Hospital cradles are not shaped like this, Recadat could say, and Vishrava must have a proxy lying around that looks less human. Or xe could simply summon a comparable drone. But she is worn out, knows how threadbare she has become, and Vishrava is right that she needs the sleep. In the prison she got so little of it, deprivation being the point, to keep her weak and hollowed-out and witless. Sleep is a treasure, a prized resource, and she doesn’t intend to be precious about it. She climbs into the bed and turns her back to Vishrava, keeping a good distance between them.

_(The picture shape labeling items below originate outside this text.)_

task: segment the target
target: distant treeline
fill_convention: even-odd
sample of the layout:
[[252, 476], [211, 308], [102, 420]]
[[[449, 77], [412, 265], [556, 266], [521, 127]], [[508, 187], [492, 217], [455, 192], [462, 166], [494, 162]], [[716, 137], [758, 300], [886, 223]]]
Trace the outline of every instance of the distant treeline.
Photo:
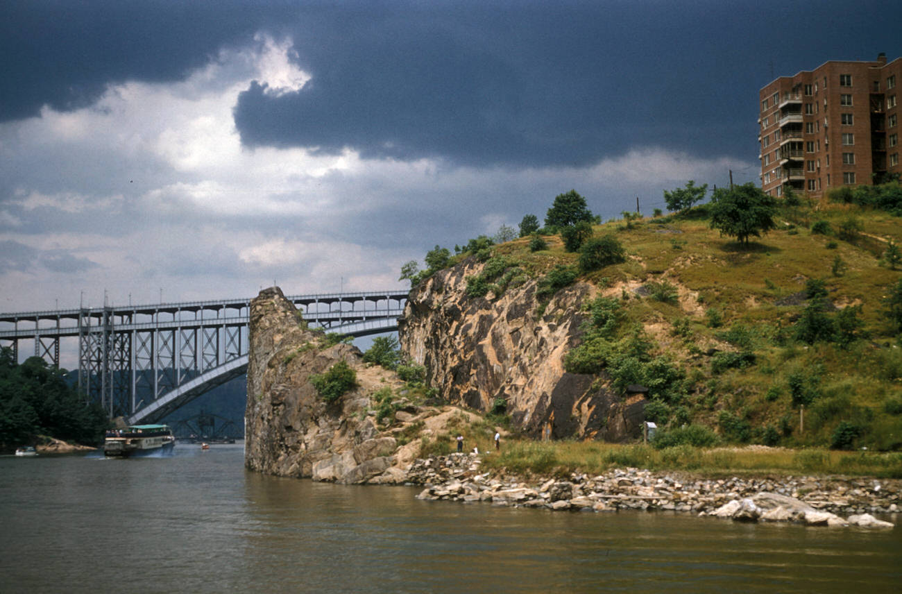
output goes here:
[[65, 374], [40, 357], [19, 365], [11, 348], [0, 349], [0, 445], [32, 443], [38, 435], [89, 445], [103, 440], [106, 413], [86, 404]]

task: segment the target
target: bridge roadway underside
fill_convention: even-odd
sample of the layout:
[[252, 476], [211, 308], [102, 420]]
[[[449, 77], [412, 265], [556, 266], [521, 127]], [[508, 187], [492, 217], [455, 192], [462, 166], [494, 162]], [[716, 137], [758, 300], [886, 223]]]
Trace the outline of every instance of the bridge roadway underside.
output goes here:
[[[407, 293], [286, 296], [310, 326], [343, 336], [394, 331]], [[60, 340], [78, 346], [78, 387], [109, 416], [159, 420], [245, 373], [250, 299], [0, 313], [0, 347], [19, 341], [59, 367]]]
[[[371, 334], [383, 334], [397, 329], [397, 322], [395, 322], [395, 324], [387, 327], [371, 326], [369, 328], [339, 333], [343, 336], [362, 337]], [[135, 425], [160, 421], [170, 413], [187, 404], [198, 396], [247, 373], [247, 360], [248, 356], [246, 354], [242, 355], [167, 392], [160, 398], [129, 415], [127, 418], [128, 424]]]

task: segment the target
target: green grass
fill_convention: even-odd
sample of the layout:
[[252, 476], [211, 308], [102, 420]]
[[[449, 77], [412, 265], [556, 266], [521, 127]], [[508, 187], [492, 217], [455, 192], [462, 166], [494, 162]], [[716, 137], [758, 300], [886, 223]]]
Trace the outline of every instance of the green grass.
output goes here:
[[687, 445], [656, 450], [648, 444], [606, 444], [595, 441], [506, 442], [502, 451], [484, 457], [483, 469], [518, 474], [598, 475], [614, 468], [686, 471], [705, 477], [849, 475], [902, 478], [902, 453], [792, 450], [694, 448]]

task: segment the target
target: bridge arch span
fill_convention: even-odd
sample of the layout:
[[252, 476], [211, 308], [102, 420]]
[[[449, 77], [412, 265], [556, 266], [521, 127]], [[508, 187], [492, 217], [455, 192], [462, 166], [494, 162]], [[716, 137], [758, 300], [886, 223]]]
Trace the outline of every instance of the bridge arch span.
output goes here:
[[[398, 323], [395, 320], [364, 320], [333, 327], [329, 329], [342, 336], [362, 337], [397, 330]], [[128, 416], [128, 424], [134, 425], [160, 421], [198, 396], [247, 373], [247, 362], [248, 355], [245, 353], [200, 374], [136, 410]]]

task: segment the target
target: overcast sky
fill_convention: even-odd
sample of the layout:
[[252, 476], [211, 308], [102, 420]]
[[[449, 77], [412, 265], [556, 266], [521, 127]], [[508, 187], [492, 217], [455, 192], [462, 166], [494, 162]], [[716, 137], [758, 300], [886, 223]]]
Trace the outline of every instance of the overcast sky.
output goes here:
[[384, 290], [575, 189], [758, 182], [758, 90], [902, 3], [0, 0], [0, 311]]

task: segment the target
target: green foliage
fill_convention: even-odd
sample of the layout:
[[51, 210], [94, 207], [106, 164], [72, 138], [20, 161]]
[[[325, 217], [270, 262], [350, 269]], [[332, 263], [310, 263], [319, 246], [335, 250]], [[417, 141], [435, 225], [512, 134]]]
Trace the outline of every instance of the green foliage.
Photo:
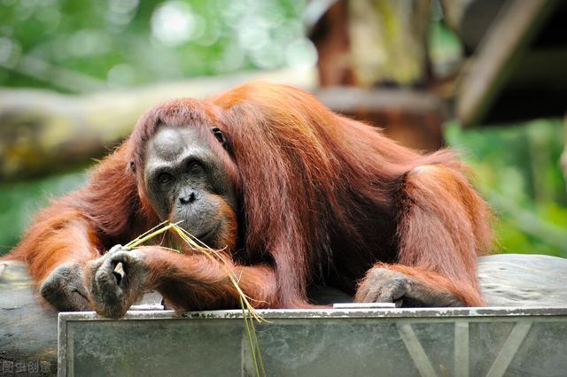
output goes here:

She fantasizes, as she sometimes did when she had the luxury of a bed (though in the prison none was ever this wide, this comfortable), about her life from before. Ayothaya prior to the invasion, her work in public security—work that was just and which she believed in, a partner she could trust at her back and for whom she nursed a secret infatuation. Harmless, at that point. Then came the graveyard world and the Mandate’s game in which she competed to obtain her heart’s desire—and lost.

Every ligament in her turns rigid when Vishrava’s arm falls on her waist. “You said you weren’t going to touch me.”

“Not any more than a hospital cradle. I’m going to move a little closer to you. Is that all right?”

Recadat nearly says no. Defiance pushes her to say, “Yes.” Because why should she be afraid of this—why should she be so abject, so despicable to herself. Chun Hyang was years ago and she will not fall into an AI’s thrall again, be manipulated into that cocktail of lust and terror. Instead she must separate her cowering animal part from the rest of her, and show it no pity.

Vishrava pulls her close, tucking her against those soft breasts, that soft waist. They are astonishingly lifelike; she wonders why the AI bothers to have them rather than keeping xer proxy featureless, a map of minimalism. It is what she would have done—to be a creature that admits no vulnerability, to be anonymous and numinous. An instrument of pure will and might.

The thought lulls her to sleep, though by the time she wakes Vishrava is gone, xer side of the bed as smooth and uncreased as though Recadat slept alone the entire night.